The present invention relates to an optical device for use in wavelength-division multiplexing (WDM) techniques; and, more particularly, to an optical communication device, for multiplexing and demultiplexing various wavelength, employing a Fabry-Perot filter which has a novel structure achieved by using a silicon micromachining process.
In general, WDM techniques provides means for multiplexing, i.e., combining, multiple optical sources of different wavelengths for coupling into a single optical fiber for simultaneous transmission and means for demultiplexing, i.e., separating, the different wavelengths for detection by optical receivers, wherein each of wavelength loads large amount of information. In WDM techniques, a channel generally incorporates therein 64, 128 or more wavelengths with 0.8 nm (100 GHz) of a wavelength separation. Recently, it is provided dense wavelength-division multiplexing (DWDM) techniques utilizing a channel including wavelengths with 0.4 nm (50 GHz) of a wavelength separation in order to obtain more channels.

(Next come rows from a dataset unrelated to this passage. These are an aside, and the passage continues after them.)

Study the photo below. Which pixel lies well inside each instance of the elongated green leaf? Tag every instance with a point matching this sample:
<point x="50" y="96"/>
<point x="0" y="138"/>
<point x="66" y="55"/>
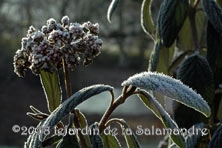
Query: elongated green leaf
<point x="95" y="138"/>
<point x="110" y="141"/>
<point x="170" y="87"/>
<point x="51" y="86"/>
<point x="177" y="61"/>
<point x="69" y="104"/>
<point x="165" y="118"/>
<point x="161" y="58"/>
<point x="146" y="18"/>
<point x="214" y="13"/>
<point x="216" y="140"/>
<point x="154" y="58"/>
<point x="131" y="139"/>
<point x="83" y="124"/>
<point x="185" y="40"/>
<point x="172" y="15"/>
<point x="195" y="72"/>
<point x="111" y="9"/>
<point x="214" y="52"/>
<point x="165" y="59"/>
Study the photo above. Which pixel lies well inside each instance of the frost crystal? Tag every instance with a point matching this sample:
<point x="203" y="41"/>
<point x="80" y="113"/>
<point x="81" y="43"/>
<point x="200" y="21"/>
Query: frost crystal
<point x="72" y="42"/>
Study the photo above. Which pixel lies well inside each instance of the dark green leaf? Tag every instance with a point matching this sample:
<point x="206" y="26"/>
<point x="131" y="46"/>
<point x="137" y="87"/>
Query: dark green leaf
<point x="52" y="89"/>
<point x="185" y="40"/>
<point x="214" y="52"/>
<point x="83" y="125"/>
<point x="111" y="9"/>
<point x="170" y="87"/>
<point x="195" y="72"/>
<point x="154" y="58"/>
<point x="110" y="141"/>
<point x="51" y="140"/>
<point x="69" y="104"/>
<point x="177" y="61"/>
<point x="214" y="13"/>
<point x="68" y="141"/>
<point x="146" y="18"/>
<point x="165" y="118"/>
<point x="216" y="141"/>
<point x="172" y="15"/>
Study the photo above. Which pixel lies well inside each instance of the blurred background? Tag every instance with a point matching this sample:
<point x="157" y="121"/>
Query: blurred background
<point x="125" y="51"/>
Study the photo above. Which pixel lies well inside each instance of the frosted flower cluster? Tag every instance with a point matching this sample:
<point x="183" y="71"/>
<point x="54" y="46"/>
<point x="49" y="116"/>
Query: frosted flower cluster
<point x="46" y="48"/>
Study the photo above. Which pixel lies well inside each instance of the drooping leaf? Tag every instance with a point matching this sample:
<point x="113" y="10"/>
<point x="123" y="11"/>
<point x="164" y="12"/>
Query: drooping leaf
<point x="214" y="13"/>
<point x="111" y="9"/>
<point x="52" y="89"/>
<point x="170" y="87"/>
<point x="69" y="104"/>
<point x="161" y="58"/>
<point x="83" y="124"/>
<point x="110" y="141"/>
<point x="192" y="139"/>
<point x="195" y="72"/>
<point x="185" y="39"/>
<point x="171" y="17"/>
<point x="214" y="52"/>
<point x="216" y="140"/>
<point x="177" y="61"/>
<point x="146" y="18"/>
<point x="154" y="58"/>
<point x="130" y="137"/>
<point x="165" y="59"/>
<point x="95" y="138"/>
<point x="165" y="118"/>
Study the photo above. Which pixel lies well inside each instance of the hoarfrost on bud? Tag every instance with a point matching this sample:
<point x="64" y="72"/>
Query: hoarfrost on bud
<point x="44" y="49"/>
<point x="65" y="20"/>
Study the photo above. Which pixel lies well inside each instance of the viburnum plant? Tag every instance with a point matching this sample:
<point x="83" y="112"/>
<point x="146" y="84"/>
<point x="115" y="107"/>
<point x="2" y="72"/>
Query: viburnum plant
<point x="183" y="31"/>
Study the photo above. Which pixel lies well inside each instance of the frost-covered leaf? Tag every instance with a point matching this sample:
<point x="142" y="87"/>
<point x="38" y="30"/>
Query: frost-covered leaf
<point x="170" y="87"/>
<point x="111" y="9"/>
<point x="95" y="138"/>
<point x="146" y="17"/>
<point x="172" y="15"/>
<point x="130" y="137"/>
<point x="192" y="140"/>
<point x="110" y="141"/>
<point x="52" y="89"/>
<point x="69" y="104"/>
<point x="165" y="118"/>
<point x="214" y="13"/>
<point x="216" y="141"/>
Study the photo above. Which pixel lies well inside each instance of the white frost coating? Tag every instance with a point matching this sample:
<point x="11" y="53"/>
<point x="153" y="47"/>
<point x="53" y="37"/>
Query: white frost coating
<point x="170" y="87"/>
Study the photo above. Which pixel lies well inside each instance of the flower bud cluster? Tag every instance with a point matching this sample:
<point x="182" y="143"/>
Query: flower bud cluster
<point x="72" y="43"/>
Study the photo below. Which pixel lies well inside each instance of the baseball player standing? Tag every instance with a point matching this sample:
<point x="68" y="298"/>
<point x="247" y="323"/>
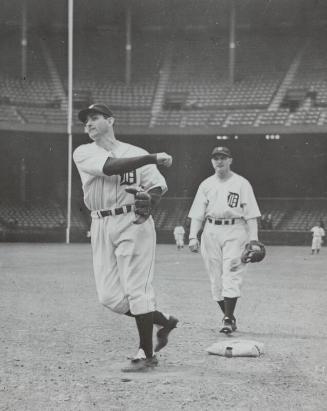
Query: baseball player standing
<point x="121" y="184"/>
<point x="317" y="233"/>
<point x="179" y="234"/>
<point x="226" y="204"/>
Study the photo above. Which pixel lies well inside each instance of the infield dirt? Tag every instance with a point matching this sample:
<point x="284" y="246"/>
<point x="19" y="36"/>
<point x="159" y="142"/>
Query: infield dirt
<point x="61" y="350"/>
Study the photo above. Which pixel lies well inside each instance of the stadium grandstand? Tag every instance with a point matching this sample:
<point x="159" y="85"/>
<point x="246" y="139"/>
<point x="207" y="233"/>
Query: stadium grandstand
<point x="180" y="76"/>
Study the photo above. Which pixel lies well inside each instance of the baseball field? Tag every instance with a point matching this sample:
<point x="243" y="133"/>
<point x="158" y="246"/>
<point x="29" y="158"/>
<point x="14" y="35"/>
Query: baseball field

In the forgoing optical communication, one of necessary optical device is an optical filter having an accurate wavelength-resolution. Conventional optical filters are fabricated by a way of alternately stacking or depositing tens of dielectric layers having a high refractive index and a low refractive index.
Refractive index difference between two alternating layers should become large so as to obtain a high separation for transmitted wavelengths and a reduced crosstalk between adjacent wavelengths. Two materials that can be used up to now and will give the largest refractive index difference therebetween are silicon (a refractive index of 3.48 at the wavelength of 1550 nm) and air (a refractive index of 1).
Conventional optical filters incorporating therein multiple laminated layers for use in an optical communication device such as multiplexer, demultiplexer (MUX/DEMUX) are disclosed in U.S. Pat. Nos. 5,808,763, 6,008,920 and 5,737,104. In the above disclosures, a multilayered filter is formed on a substrate. When various wavelengths are incident upon the multilayered filter with a specific incidence angle, various wavelengths are separated from each other by a repetition way of that one wavelength is transmitted to outside and the other wavelengths are reflected within the multilayered filter with a changed incidence angle. In other words, the multilayered filter separates various wavelengths into each other with a wavelength transmission property determined with respect to the incidence angle.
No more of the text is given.